Recalling his childhood days in the 1970s, Khan says, “People from Sunni and Shia families used to participate in Muharram processions and attend majalis at imam bargahs.”
Though he hopes to pass the tradition on to the younger generation, he is worried about the gradual decline in the practice, since his is now the only sabeel in the city arranged by a Sunni Muslim.
“There was a time when there used to between 25 and 30 sabeels set up by Sunni families of Peshawar.
It’s a different city now,” he recalls, saying that relations between the two communities started straining as a result of violent attacks on Shia imambargahs and subsequent targeted killings and suicide blasts during Muharram days.
Pointing to a nearby security check post, which is among dozens set up along the route of the Muharram procession in the city, Khan says, “I don’t remember coming across any security check posts in the city.
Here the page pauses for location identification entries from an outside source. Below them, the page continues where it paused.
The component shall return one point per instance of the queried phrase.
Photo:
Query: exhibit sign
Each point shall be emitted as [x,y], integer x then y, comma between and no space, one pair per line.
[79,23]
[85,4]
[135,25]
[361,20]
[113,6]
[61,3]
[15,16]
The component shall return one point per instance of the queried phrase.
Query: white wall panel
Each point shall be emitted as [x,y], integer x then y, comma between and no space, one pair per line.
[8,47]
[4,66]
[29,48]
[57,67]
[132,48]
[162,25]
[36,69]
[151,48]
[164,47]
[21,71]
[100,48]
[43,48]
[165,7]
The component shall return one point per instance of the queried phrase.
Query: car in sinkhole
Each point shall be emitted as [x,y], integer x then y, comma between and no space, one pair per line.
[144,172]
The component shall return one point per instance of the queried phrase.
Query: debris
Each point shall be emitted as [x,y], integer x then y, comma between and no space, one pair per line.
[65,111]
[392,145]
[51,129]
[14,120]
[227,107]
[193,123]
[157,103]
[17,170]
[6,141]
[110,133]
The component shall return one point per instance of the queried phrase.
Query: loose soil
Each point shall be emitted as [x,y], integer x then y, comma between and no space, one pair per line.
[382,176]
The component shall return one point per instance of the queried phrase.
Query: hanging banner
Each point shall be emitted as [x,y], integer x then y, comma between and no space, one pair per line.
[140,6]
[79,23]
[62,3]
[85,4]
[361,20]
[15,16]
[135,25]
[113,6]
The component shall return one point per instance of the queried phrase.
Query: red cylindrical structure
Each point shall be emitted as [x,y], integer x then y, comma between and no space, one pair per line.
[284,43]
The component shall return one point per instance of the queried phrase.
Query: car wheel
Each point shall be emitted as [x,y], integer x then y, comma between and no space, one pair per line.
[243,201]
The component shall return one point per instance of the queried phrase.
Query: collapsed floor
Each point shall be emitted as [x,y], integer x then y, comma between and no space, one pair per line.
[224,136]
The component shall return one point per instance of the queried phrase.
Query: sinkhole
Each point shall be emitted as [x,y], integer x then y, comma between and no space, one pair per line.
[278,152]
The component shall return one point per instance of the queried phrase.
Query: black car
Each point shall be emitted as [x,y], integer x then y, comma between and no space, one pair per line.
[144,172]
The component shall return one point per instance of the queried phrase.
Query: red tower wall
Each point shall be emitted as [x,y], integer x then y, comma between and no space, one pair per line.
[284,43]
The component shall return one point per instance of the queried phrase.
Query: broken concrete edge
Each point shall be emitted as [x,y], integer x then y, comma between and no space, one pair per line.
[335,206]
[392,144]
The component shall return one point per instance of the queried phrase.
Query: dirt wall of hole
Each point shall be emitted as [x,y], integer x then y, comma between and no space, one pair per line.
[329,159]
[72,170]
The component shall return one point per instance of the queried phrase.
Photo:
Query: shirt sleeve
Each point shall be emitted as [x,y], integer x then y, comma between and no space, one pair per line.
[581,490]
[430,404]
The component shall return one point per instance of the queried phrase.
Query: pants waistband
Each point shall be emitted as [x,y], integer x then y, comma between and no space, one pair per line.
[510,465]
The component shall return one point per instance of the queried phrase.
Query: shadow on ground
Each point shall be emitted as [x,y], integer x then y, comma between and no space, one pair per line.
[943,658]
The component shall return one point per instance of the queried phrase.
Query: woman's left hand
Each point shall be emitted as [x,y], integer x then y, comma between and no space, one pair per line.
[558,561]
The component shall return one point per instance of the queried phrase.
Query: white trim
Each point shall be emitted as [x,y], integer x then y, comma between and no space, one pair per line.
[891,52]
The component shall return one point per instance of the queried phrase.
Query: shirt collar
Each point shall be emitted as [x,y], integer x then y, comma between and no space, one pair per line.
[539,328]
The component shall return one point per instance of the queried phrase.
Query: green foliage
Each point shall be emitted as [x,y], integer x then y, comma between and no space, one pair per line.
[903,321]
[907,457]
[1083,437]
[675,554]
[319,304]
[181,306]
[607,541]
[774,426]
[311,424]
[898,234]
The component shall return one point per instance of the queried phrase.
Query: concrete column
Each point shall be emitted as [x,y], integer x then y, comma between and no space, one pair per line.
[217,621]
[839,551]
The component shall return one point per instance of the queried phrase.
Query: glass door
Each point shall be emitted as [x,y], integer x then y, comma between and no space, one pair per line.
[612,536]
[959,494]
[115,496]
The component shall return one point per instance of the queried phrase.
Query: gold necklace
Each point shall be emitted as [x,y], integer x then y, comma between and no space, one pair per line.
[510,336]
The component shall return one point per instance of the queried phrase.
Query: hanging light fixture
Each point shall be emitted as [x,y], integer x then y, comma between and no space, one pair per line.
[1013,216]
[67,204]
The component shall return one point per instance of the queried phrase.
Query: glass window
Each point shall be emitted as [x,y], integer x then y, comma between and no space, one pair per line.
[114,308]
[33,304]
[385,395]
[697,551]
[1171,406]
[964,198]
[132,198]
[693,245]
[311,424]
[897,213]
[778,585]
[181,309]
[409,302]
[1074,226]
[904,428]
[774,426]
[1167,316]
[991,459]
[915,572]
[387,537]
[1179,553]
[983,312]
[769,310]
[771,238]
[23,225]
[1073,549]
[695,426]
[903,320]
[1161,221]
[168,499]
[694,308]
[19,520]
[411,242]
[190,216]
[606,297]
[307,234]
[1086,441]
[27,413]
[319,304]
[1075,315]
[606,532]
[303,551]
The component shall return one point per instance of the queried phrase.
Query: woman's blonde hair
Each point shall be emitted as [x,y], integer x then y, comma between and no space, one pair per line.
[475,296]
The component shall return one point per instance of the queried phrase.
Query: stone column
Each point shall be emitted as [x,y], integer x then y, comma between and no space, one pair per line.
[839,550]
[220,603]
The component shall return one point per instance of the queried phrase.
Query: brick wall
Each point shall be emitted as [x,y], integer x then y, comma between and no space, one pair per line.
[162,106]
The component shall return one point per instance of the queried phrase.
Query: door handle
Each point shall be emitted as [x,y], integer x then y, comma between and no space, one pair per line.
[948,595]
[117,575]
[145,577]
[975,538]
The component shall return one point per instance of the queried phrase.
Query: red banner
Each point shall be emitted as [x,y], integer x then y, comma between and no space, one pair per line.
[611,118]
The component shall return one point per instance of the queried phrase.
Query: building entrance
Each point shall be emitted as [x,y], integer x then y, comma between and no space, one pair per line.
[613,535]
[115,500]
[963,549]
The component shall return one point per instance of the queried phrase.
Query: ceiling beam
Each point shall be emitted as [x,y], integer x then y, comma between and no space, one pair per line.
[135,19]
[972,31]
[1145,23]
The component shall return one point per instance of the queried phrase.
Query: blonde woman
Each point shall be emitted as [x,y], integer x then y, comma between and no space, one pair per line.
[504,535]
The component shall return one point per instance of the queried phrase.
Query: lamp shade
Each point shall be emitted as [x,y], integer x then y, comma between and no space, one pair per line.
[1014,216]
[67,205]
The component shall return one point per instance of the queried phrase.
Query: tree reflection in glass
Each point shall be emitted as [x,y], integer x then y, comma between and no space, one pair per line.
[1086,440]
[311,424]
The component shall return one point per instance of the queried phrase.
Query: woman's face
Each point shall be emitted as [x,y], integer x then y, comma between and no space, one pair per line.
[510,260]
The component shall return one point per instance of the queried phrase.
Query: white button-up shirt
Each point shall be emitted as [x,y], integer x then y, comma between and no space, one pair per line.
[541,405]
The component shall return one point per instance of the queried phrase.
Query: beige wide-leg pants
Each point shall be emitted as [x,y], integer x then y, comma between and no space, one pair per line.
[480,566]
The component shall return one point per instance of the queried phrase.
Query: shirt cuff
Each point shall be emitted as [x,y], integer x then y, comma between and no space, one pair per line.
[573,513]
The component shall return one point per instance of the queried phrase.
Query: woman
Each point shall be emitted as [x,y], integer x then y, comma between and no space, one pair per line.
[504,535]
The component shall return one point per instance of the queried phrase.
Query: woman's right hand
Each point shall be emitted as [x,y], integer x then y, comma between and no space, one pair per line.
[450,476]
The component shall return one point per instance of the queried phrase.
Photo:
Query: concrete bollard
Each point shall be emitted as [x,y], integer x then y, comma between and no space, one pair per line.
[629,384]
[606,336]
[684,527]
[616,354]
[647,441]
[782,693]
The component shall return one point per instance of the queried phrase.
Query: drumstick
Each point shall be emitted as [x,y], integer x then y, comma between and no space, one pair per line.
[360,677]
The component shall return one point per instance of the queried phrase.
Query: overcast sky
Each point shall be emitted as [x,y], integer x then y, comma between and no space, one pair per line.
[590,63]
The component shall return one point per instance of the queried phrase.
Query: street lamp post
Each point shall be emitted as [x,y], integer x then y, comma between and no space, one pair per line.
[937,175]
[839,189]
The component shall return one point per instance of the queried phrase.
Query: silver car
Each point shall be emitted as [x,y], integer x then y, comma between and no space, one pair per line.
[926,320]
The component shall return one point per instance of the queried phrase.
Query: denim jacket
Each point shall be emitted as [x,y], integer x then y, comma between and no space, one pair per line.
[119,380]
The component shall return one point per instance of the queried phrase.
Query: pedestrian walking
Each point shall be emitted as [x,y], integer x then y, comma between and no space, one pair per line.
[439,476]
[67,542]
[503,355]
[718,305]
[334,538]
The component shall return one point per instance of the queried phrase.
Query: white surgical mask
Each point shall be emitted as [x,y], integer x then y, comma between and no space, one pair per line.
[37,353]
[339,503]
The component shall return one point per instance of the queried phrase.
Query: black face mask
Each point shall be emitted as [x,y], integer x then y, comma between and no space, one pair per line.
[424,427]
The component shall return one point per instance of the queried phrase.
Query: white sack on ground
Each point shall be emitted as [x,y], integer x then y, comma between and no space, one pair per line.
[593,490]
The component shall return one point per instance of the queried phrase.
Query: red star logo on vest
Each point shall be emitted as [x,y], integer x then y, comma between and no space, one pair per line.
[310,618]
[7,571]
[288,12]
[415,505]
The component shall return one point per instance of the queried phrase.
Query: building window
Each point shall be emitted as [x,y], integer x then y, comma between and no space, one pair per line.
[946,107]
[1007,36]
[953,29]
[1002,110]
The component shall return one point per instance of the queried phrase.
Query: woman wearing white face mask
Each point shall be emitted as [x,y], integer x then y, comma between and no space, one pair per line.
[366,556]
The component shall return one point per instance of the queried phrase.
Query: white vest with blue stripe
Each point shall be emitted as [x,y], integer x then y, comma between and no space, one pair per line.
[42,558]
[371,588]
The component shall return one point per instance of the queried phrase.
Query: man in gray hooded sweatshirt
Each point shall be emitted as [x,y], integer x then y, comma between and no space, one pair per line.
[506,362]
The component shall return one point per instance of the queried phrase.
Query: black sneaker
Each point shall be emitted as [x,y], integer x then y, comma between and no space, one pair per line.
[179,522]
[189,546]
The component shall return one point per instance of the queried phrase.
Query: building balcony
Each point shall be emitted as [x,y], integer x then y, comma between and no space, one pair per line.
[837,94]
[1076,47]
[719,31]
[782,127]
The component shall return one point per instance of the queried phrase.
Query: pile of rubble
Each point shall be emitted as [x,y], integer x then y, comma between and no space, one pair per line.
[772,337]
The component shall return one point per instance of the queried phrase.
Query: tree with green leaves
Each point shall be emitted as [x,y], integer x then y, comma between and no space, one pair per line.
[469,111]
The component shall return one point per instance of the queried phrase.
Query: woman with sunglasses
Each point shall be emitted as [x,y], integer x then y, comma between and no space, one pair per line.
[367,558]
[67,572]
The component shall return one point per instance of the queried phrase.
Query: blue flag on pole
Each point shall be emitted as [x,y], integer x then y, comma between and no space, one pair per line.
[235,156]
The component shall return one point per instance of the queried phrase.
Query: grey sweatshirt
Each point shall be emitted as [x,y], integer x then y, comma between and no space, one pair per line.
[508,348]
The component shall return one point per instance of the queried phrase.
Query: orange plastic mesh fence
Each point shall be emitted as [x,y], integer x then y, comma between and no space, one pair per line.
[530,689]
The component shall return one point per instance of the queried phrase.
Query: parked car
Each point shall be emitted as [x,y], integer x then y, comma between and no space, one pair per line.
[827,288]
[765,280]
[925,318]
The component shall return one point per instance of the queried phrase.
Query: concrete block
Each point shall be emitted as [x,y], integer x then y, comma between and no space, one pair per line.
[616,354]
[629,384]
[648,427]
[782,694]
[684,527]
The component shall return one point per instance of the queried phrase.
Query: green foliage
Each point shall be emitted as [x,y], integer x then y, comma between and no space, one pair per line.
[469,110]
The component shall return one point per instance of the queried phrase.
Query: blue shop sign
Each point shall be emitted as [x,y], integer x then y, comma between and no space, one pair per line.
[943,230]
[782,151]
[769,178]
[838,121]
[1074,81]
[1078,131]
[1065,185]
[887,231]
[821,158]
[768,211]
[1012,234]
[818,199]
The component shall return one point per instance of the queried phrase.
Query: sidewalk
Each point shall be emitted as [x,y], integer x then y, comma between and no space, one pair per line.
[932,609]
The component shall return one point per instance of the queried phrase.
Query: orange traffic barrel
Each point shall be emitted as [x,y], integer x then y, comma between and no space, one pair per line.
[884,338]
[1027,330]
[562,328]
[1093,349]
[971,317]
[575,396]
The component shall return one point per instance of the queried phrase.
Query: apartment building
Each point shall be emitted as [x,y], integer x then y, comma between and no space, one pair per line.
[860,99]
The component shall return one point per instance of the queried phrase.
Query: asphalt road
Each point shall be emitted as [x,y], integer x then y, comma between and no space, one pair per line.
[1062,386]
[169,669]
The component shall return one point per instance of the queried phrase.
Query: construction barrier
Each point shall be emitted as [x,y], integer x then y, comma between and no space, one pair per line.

It is different now. The city looks like a fortress during Muharram.”
Manawar Hussain, who hails from a Shia Muslim family of Peshawar, also has similar stories of interfaith harmony and solidarity from his childhood days in the city.
He recalls a tradition where the Sunni families of his neighbourhood used to decorate all streets and look after sanitation needs during at least one of the days during Muharram.
Hussain believes that back then sectarian identities had not hardened to the extent they have these days. He says things started changing for the worse during General Zia’s rule. “Hate preachers were facilitated by the regime,” he says, adding that the regime’s policies set the stage for the violence that took place in the 1990s.
The tradition of Sunnis setting up sabeels and participating in Muharram processions isn’t specific to Pakhtun populated areas. Similar stories of interfaith harmony and cooperation are narrated by Naeem Gujjar, a longtime resident of Rawalpindi Cantonment.
Gujjar belongs to Sunni family that still sets up a sabeel along the route of procession on 9th and 10th Muharram. “We start preparing for it several days in advance. I see it as a holy practice.”
Gujjar, who identifies himself as middle-class, regrets that many other Sunni families have given up on the practice. “I don’t earn alot of money but I regularly save some of my earnings to be able to set up the sabeel.
“My conscience is clear since I’m helping out my brothers in following their faith. It’s a pity that people here have so much money and time to invest in activities that promote hate, and none to spare for small acts of kindness and generosity.”
Like Peshawar, Rawalpindi Cantonment area has also seen a decline in the number of sabeels, from 27 during Gujjar’s childhood days to a mere five now.
Syed Javed, another resident, recalls that there used to be more than 24 tazias (Muharram processions) arranged in the area by Sunni families, ‘but now you will not find a single such tazia.
He says Shias and Sunnis used to mourn Hazrat Imam Hussain’s martyrdom together, regretting that the Sunnis got distanced from the practice due to the acts of a minorities of extremists.